Je ne pense pas que la plus grande concurrence aux protocoles d’autorisation soit un autre protocole d’autorisation. Je pense que ce sont les habitudes des développeurs.
Chaque application a déjà sa propre logique d’autorisations. Ce n’est peut-être pas élégant, mais cela fonctionne suffisamment bien. Newton demande aux développeurs de déplacer ces décisions vers des politiques réutilisables et déterministes, que les opérateurs évaluent avant l’exécution. Techniquement, cela peut créer un comportement plus cohérent entre les applications.

La partie difficile n’est pas la technologie. C’est de convaincre les gens d’arrêter de réinventer les mêmes règles.

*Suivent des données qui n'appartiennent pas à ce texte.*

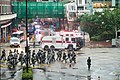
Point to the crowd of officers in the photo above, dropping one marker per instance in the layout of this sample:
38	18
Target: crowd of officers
40	57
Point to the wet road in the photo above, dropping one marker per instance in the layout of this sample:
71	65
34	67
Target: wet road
105	63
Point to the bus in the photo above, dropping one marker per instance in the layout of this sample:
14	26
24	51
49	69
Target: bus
19	34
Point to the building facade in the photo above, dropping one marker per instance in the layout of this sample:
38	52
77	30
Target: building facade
6	17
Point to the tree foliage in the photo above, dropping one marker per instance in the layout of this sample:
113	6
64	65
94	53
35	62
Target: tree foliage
101	25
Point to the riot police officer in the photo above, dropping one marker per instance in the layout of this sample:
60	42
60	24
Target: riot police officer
64	57
3	56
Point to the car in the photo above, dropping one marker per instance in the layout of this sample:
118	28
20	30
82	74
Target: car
14	42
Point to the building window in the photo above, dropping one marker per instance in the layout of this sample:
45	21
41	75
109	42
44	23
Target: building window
80	1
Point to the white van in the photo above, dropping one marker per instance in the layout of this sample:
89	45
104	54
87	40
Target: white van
14	42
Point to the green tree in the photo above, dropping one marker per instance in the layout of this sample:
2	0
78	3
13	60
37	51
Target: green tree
101	25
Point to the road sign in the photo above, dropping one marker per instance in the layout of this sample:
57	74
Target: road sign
41	9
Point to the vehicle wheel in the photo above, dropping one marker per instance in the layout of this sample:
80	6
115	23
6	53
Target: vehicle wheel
46	47
52	47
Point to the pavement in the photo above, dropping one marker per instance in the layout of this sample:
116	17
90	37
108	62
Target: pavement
105	66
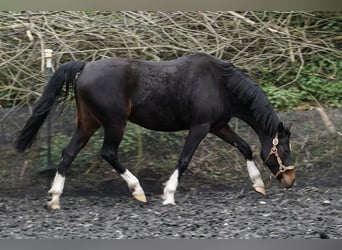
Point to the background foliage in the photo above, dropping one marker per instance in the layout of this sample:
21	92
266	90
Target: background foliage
294	56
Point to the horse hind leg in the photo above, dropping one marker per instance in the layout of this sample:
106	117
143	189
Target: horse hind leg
80	138
113	136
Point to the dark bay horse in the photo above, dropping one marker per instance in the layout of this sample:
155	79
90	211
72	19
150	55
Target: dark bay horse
198	93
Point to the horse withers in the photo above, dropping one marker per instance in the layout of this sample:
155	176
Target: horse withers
198	93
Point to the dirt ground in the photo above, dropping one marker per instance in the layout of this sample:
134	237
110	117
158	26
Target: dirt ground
219	205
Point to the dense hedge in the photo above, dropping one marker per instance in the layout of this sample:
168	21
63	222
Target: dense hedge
294	56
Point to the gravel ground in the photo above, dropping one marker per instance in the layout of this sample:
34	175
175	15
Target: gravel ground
299	213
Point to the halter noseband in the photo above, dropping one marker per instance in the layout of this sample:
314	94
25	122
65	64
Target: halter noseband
274	151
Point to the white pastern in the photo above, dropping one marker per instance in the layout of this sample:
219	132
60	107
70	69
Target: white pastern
170	189
254	174
133	183
56	190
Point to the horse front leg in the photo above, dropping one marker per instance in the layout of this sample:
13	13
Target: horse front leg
229	136
194	138
113	137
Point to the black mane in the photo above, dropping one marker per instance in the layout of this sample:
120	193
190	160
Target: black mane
251	95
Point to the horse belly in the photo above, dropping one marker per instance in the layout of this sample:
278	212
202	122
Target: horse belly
156	117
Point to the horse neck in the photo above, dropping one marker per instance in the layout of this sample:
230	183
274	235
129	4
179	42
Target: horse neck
265	133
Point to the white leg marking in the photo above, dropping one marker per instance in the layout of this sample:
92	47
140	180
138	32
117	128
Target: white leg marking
170	189
254	174
134	185
56	190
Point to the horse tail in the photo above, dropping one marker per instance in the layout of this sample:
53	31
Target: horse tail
66	73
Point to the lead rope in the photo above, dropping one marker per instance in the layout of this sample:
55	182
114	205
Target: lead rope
282	167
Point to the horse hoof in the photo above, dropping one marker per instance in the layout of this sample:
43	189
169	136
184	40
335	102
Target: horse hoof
260	190
169	203
54	206
140	197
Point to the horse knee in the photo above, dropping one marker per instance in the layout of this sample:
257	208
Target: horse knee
109	156
112	158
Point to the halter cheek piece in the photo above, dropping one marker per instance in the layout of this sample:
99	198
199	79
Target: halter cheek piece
274	151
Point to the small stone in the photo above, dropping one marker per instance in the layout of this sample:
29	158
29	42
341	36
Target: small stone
326	202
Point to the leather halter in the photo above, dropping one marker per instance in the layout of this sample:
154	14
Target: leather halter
274	151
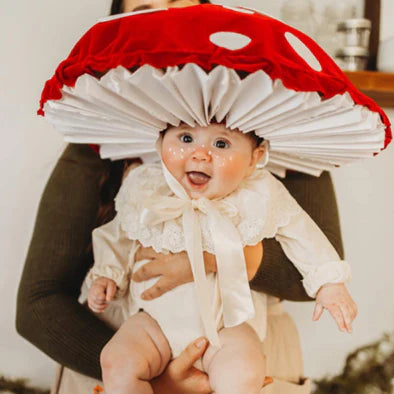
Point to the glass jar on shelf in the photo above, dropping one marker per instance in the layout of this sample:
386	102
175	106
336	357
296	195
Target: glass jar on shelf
335	12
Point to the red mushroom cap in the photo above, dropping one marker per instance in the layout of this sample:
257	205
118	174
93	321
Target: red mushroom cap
164	38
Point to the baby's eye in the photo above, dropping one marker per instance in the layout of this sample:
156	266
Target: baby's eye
221	144
186	138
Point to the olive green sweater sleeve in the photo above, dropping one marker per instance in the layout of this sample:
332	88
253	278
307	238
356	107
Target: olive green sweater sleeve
277	275
48	312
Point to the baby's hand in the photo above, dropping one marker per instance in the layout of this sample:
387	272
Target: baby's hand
336	298
100	293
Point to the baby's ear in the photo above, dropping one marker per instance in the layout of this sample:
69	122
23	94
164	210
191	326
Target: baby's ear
257	154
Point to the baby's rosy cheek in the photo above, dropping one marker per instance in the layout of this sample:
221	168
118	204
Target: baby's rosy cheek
172	154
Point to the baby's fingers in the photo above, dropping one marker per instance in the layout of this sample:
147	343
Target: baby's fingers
110	291
348	317
336	313
317	312
97	307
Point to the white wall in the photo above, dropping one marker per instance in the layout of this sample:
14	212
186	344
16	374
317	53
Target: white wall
34	37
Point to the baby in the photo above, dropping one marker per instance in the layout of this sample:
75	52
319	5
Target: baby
212	199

Les développeurs font souvent plus confiance à du code qu’ils ont écrit eux-mêmes qu’à une infrastructure écrite par quelqu’un d’autre, même lorsque le système partagé est objectivement plus robuste. C’est un frein psychologique, pas un problème cryptographique.

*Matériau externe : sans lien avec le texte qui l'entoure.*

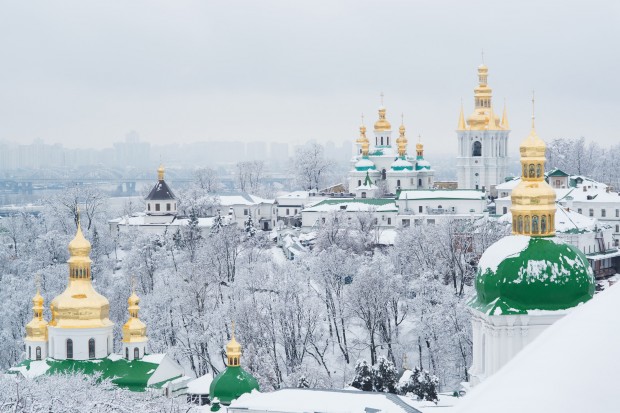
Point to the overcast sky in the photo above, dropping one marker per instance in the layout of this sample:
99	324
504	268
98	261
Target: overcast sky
84	73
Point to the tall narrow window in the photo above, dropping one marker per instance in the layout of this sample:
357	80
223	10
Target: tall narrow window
69	349
91	348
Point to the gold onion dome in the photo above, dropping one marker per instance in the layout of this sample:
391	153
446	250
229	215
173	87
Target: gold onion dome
36	329
533	200
80	306
382	123
79	245
134	330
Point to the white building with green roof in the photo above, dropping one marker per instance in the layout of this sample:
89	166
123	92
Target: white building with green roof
78	338
529	280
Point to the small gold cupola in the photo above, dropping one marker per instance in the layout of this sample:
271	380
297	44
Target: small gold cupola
363	140
483	117
233	350
134	330
382	123
401	141
36	329
533	200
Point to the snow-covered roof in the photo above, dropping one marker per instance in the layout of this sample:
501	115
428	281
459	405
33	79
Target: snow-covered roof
200	385
571	367
354	205
319	400
463	194
593	193
565	221
508	185
139	220
241	198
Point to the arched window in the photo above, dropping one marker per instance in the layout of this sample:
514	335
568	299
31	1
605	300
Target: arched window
476	149
91	348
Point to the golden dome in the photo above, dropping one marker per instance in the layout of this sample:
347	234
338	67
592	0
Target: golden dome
233	349
36	329
80	306
79	245
134	330
533	200
382	124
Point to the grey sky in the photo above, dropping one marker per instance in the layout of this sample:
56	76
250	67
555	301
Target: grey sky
84	73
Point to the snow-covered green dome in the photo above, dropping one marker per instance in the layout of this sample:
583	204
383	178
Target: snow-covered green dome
520	273
232	383
401	164
364	164
422	164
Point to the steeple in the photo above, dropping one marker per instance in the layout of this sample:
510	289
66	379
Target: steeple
80	306
483	117
363	140
401	141
533	200
462	125
505	124
382	124
36	329
134	330
233	350
419	148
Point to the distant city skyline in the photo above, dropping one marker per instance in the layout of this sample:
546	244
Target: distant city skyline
191	71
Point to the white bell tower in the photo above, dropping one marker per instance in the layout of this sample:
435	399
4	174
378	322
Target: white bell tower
483	141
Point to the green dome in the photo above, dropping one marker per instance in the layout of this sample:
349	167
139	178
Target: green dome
520	273
232	383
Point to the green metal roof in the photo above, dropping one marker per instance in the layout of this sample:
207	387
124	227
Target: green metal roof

Si Newton réussit, ce ne sera pas seulement parce que son modèle d’autorisation est solide. Ce sera parce qu’assez de développeurs décideront que la maintenance des politiques n’est plus un avantage concurrentiel. Tant que cet état d’esprit ne change pas, le protocole peut être en train de résoudre un problème que beaucoup d’équipes pensent encore devoir rester dans leur propre base de code.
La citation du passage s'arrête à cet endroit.